In May, 1541 an old lady was hacked to death in the Tower of London on the orders of Henry VIII. The victim was Margaret Pole (1473-1541), Countess of Salisbury, and her crimes were being a loyal Catholic and a member of an inconvenient family.
Margaret was born into royalty. She was the daughter of George, Earl of Clarence, brother to two Yorkist kings, Edward IV and Richard III, but when Richard died in 1485 at the Battle of Bosworth, her heritage made her a target of the new Tudor dynasty. Over the next few decades Margaret would see her family members picked off, one by one, by Henry VII or Henry VIII. Her brother Edward was imprisoned in the Tower for years but was still executed for a conspiracy in which he had no part.

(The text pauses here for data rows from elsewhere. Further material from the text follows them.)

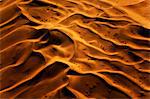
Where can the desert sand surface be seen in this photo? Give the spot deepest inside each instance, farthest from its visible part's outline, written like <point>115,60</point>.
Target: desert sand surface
<point>75,49</point>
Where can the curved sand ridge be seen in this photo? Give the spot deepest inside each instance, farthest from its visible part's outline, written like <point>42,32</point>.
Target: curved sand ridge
<point>64,49</point>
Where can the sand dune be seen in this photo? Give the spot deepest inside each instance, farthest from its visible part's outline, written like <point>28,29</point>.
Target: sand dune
<point>64,49</point>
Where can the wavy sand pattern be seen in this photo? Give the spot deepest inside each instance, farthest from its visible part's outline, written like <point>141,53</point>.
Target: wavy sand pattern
<point>68,49</point>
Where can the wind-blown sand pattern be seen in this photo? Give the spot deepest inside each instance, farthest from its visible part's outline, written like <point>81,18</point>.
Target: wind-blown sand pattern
<point>75,49</point>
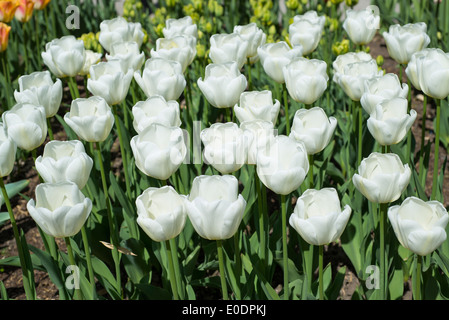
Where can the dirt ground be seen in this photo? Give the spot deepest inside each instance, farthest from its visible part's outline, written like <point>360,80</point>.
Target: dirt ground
<point>12,277</point>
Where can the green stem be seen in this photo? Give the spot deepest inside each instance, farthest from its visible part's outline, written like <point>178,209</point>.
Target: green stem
<point>171,271</point>
<point>224,288</point>
<point>73,263</point>
<point>284,246</point>
<point>320,273</point>
<point>436,151</point>
<point>28,278</point>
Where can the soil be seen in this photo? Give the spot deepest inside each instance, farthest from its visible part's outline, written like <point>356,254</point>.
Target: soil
<point>46,290</point>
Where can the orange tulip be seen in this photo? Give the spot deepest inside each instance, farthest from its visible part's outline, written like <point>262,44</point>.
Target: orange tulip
<point>25,10</point>
<point>7,10</point>
<point>40,4</point>
<point>4,35</point>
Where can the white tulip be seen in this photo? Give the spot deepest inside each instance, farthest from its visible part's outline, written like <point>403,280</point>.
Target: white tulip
<point>129,55</point>
<point>390,121</point>
<point>361,25</point>
<point>119,30</point>
<point>110,81</point>
<point>403,41</point>
<point>64,161</point>
<point>39,89</point>
<point>91,119</point>
<point>161,77</point>
<point>225,147</point>
<point>227,47</point>
<point>159,150</point>
<point>8,150</point>
<point>155,109</point>
<point>64,56</point>
<point>181,26</point>
<point>318,217</point>
<point>313,128</point>
<point>161,213</point>
<point>419,226</point>
<point>283,164</point>
<point>382,178</point>
<point>60,208</point>
<point>275,56</point>
<point>257,105</point>
<point>381,88</point>
<point>223,84</point>
<point>26,125</point>
<point>180,48</point>
<point>215,207</point>
<point>306,79</point>
<point>306,31</point>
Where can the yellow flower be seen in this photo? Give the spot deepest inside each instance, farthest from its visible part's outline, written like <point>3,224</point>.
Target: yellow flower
<point>8,9</point>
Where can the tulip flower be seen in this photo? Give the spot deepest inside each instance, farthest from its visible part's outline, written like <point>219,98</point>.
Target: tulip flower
<point>65,56</point>
<point>180,48</point>
<point>8,150</point>
<point>119,30</point>
<point>110,81</point>
<point>227,47</point>
<point>159,150</point>
<point>390,121</point>
<point>382,178</point>
<point>318,217</point>
<point>381,88</point>
<point>257,105</point>
<point>223,84</point>
<point>403,41</point>
<point>26,125</point>
<point>181,26</point>
<point>258,134</point>
<point>161,213</point>
<point>4,36</point>
<point>225,147</point>
<point>306,31</point>
<point>91,118</point>
<point>161,77</point>
<point>38,88</point>
<point>64,161</point>
<point>8,9</point>
<point>275,56</point>
<point>128,54</point>
<point>283,164</point>
<point>313,128</point>
<point>24,11</point>
<point>306,79</point>
<point>215,207</point>
<point>60,208</point>
<point>361,25</point>
<point>254,36</point>
<point>156,110</point>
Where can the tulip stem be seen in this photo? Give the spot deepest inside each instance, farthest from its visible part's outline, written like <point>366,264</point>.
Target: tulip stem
<point>76,278</point>
<point>28,276</point>
<point>436,151</point>
<point>320,273</point>
<point>224,288</point>
<point>284,246</point>
<point>171,270</point>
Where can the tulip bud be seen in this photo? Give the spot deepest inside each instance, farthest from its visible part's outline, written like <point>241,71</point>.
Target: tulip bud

Despite her dangerous relations, Henry VIII treated Margaret well. She was named Countess of Salisbury in her own right, one of only two women in the sixteenth century with an aristocratic title independent of a husband; she was named to Princess Mary’s household and was a lady-in-waiting to Queen Katherine. Her peril, however, emerged in the 1530s with the divorce of Katherine and the king’s marriage to Anne Boleyn. Margaret opposed the divorce and stood by Mary even after she had been declared a bastard. But it was her son Reginald Pole who brought her the most trouble. Reginald was a brilliant scholar, destined for a career in the Church and the recipient of Henry VIII’s patronage. However, Reginald broke with Henry on religious grounds, called on Englishmen to rebel against him, and was named a Cardinal by the pope. Henry sent assassins to murder Reginald and not too long after had Margaret and two of her sons arrested for conspiring with Reginald against the king. One son was executed, the other exiled, and Margaret, after years in the Tower was condemned to beheading. She maintained her innocence and wrote a poem carved in her cell, declaring this:
For traitors on the block should die;
I am no traitor, no, not I!
My faithfulness stands fast and so,
Towards the block I shall not go!
Nor make one step, as you shall see;
Christ in Thy Mercy, save Thou me!
In an era when it was considered the height of good manners to go calmly to one’s execution and make a humble speech of contrition, Margaret refused to cooperate in her death. She did not lay her head on the block as required and had to be held down. The rookie executioner struggled to make a clean chop to the neck of the struggling victim and, in fact, it took ten whacks before the poor woman died. The official report blamed the “blundering youth” who “hacked her head and shoulders to pieces”. The Catholic Church considers her a martyr; she was beatified in the nineteenth century.
But there may have been some posthumous revenge. Visitors to St George’s Chapel in Windsor Castle are told that the body of Henry VIII lies underneath its stones. There was, however, a different story told shortly after: in the 1550s Reginald Pole was now the Archbishop of Canterbury and it is said that he and Queen Mary, who had suffered so much at the hands of her father, had Henry’s corpse disinterred, burnt and the ashes scattered in the river.